Jornal GGN – Dois anos se passaram desde a tragédia em Minas Gerais e Espírito Santo, quando a lama invadiu terras e vidas com o rompimento da barragem de Fundão. Foram 19 mortes, a bacia do rio Doce foi contaminada e toneladas de peixes morreram. Foram dois anos do maior crime socioambiental da história da mineração mundial. Neste crime, estão envolvidas a Samarco, a Vale e a BHP Biliton, que são responsáveis pelo rompimento da barragem.

São dois anos de luta dos atingidos pela tragédia. Dois anos tentando garantir os direitos negados pela Fundação Renova, entidade criada a partir de um acordo das empresas com os governos estaduais de Minas e Espírito Santo, sem a participação dos atingidos.

Leia o manifesto produzido pelos atingidos, organizados no Movimento dos Atingidos por Barragens (MAB).

Manifesto dos atingidos pela Samarco Dois anos de lama, dois anos de luta!

Dois anos do rompimento da barragem de Fundão. Aniversário das incertezas. Dois anos e tudo que nós, atingidos, temos de concreto são pilhas de documentos redigidos a partir de horas exaustivas de reuniões e assembleias infindáveis. As ações mitigatórias nas áreas de moradia, educação, patrimônio, entre outras, possuem ainda caráter de emergência. Até quando nossas prioridades serão vistas como emergenciais?

É lamentável estarmos como estamos dois anos depois daquilo que alguns classificaram como acidente, outros como tragédia, evento – vejam bem, quiseram atribuir a culpa até a abalos sísmicos, a fenômenos da natureza. Mas, o que todos nós sabemos é que o rompimento de Fundão foi um CRIME. Um CRIME praticado pela mineradora SAMARCO, suas acionistas VALE e BHP Billiton, e pelo poder público que não exerceu devidamente seu papel fiscalizador. Afinal, uma empresa que trabalha com a exploração mineral não funciona sem o licenciamento de órgãos ambientais – em partes, também culpados pelo rompimento de Fundão.

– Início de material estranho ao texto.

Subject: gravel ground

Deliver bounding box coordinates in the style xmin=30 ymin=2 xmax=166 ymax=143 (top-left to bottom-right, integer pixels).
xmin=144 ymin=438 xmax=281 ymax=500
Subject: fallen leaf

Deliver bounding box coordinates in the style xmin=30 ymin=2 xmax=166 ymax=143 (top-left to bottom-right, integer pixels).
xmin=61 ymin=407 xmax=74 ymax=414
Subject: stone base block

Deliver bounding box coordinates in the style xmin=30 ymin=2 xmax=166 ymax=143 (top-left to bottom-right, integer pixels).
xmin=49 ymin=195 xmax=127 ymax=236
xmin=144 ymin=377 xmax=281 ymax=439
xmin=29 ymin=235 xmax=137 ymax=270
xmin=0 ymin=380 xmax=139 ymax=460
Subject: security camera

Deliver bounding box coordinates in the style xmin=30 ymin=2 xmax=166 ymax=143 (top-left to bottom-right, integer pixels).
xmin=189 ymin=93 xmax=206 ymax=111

Esse crime nasce da ganância e da irresponsabilidade daqueles que, mesmo conhecendo os riscos da tragédia anunciada, optaram pela negligência com o meio ambiente e com os moradores das áreas de risco. Sem sirenes, sem informações sobre como agir em casos de emergências, sem conhecimento da existência de barragens à montante de nossas vidas… Quantos de nós vivíamos a tranquilidade de nossas rotinas sem calcular o perigo que corríamos?

Por mais previsível que fosse o rompimento, a verdade é que suas consequências só agora estão sendo conhecidas. Estamos falando de um CRIME anunciado que retirou a vida de 20 pessoas – entre elas, uma criança que não teve sequer a oportunidade de nascer para o mundo. Um CRIME que deixou familiares em luto e atingiu o coração de inúmeras comunidades ao longo da Bacia do Rio Doce.

Falamos de Bento Rodrigues e Paracatu de Baixo, mas também de Camargos, Ponte do Gama, Paracatu de Cima, Pedras, Borba, Campinas. Barretos, Gesteira, Barra Longa. Santa Cruz do Escalvado, Rio Doce, Sem Peixe. Governador Valadares, Colatina, Regência. Minas Gerais e Espírito Santo. Comunidades indígenas, povoados rurais, centros urbanos. Trabalhadores da cidade, do garimpo, da pesca, da terra.

Falamos das nascentes e dos rios contaminados, das matas arrancadas, dos animais que perderam e seguem perdendo suas vidas. Um sofrimento que eclodiu em Mariana, mas que corre, pelo leito do rio, de Fundão até os corais de Abrolhos, no sul da Bahia, até as águas do Oceano Atlântico, até sabe-se lá onde essa lama possa virar outra coisa que não dor e morte.

Quando se fala em um crime, espera-se que as investigações aconteçam, que os réus sejam condenados e que as vítimas possam prosseguir vivendo com dignidade. Infelizmente, não é isso que está acontecendo. Após aquele 5 de novembro, vivemos uma maratona que começou com cadastros e mais cadastros, entrevistas, reuniões e assembleias para apresentação e votação dos terrenos onde as comunidades serão reassentadas, levantamento de expectativa, visitas às áreas escolhidas, análise de maquete e projetos urbanísticos, audiências para garantir o reconhecimento das vítimas como atingidos – às vezes, em condições que se assemelham a de um réu que busca provar a própria inocência. De concreto? Estamos sem reassentamento, sem indenizações definitivas, vivendo na provisoriedade de cotidianos nos quais não nos reconhecemos.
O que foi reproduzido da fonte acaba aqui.